Before the whole ex-boyfriend fiasco started, Maddy used to sit with Sabrina and her friends. Today she didn’t bother surveying the room for her best option. She wasn’t in the mood to keep up fake chitchat anyway. She chose the closest empty seat and concentrated on trying to swallow the cardboard lunch. Even the pizza, her favorite item on the menu, tasted sour. She had to fight the bile rising in her throat.
“Lookie who we have here.”
Just what I need.
Maddy looked up, expecting another insult to follow. Malik Jordan stood with his arm around Sabrina and a lunch tray in his hand. Their crew stood close behind.
“What do you want, Malik?”
“Why the long face, Eastin? You should be smiling ear to ear. Fought off a pervert, I heard. You got some real
cajones
.”
Maddy had to remind herself to close her mouth. Luckily, Sabrina chose that moment to sit down at the table. She began talking a mile a minute so Maddy didn’t have to come up with a response. Malik shot the kid sitting nearby a look, and the boy quickly found another place to eat. The two others at the table followed suit when more kids from Sabrina’s group started piling around.
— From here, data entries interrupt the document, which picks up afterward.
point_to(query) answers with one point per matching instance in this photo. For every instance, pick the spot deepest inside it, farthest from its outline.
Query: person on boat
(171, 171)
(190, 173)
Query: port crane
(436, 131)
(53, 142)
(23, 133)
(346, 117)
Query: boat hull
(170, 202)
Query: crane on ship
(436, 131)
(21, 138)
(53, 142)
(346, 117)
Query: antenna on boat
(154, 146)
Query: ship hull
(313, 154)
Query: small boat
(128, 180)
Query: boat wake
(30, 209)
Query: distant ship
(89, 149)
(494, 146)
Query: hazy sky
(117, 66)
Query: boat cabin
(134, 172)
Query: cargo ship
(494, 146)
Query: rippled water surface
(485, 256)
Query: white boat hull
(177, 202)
“That’s right,” Sabrina said. “My girl Maddy here beat the shit out of some meth head trying to snatch her right off the street. Ain’t that right, Maddy?”
“Well—”
“Tell us what happened!” “Give us the details.” “How’d you get away?” Questions were hurled at Maddy. She did her best to answer them all, forgetting about the pizza growing cold on her tray. She slowly parceled out the details, vaguely worried this all might be some kind of trick, but the more she talked, the more interested everyone became. Soon the story took on a life of its own.
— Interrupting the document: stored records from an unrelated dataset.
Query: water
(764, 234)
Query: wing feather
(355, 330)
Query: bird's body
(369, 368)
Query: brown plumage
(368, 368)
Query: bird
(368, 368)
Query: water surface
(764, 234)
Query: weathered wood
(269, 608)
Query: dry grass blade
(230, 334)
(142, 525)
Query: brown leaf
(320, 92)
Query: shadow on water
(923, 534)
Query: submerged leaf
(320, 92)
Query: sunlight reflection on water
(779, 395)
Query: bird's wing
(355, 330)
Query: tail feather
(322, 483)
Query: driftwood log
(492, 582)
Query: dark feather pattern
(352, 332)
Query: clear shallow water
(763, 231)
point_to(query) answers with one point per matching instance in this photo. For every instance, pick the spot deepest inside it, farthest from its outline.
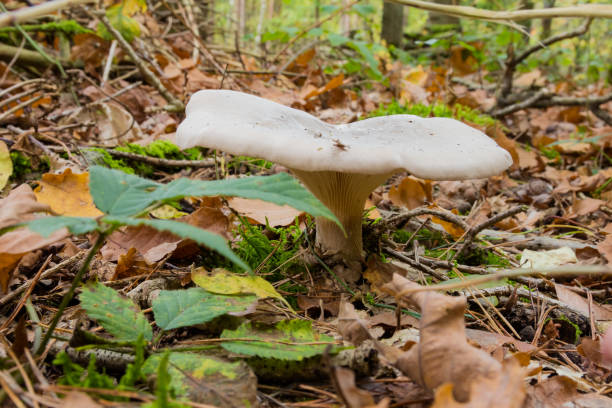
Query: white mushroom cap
(431, 148)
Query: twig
(312, 26)
(68, 263)
(174, 104)
(512, 273)
(445, 215)
(155, 161)
(470, 233)
(68, 296)
(416, 264)
(513, 61)
(581, 11)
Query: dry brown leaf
(496, 133)
(130, 264)
(411, 192)
(344, 382)
(561, 391)
(332, 84)
(443, 354)
(19, 205)
(574, 300)
(505, 389)
(67, 194)
(585, 206)
(605, 248)
(258, 211)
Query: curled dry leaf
(443, 354)
(344, 382)
(67, 194)
(498, 390)
(411, 192)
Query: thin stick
(30, 13)
(68, 296)
(581, 11)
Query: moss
(161, 149)
(457, 111)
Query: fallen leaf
(547, 259)
(67, 194)
(585, 206)
(561, 391)
(504, 389)
(344, 382)
(6, 165)
(19, 206)
(227, 283)
(411, 192)
(443, 354)
(262, 212)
Maddy couldn’t help it. It was so nice to hear the concern she’d longed for spoken in words like, “How awful.” “You could have been killed!” “You’re so brave for fighting back.” “We’re glad you got away.”
Maddy knew she should have been angry at Sabrina for breaking her confidence. The things she’d unloaded at Sabrina’s house were personal, and she hadn’t wanted them to get around. But the kids who rode Maddy’s bus already knew she’d been part of something anyway. It wouldn’t have taken them long to put two and two together. In the end, it seemed like things had worked out for the best. By the time the bell rang, Maddy had left her bad mood behind with the uneaten lunch.
“Some of the girls are heading over to University Mall after school,” Sabrina said. “Wanna come?”
Maddy couldn’t believe the fabricated story about the ex-boyfriend had been forgotten so easily. “Sure. Can I catch a ride with you?”
“No problem. Julianna’s driving. Meet us in the back lot after the last bell.”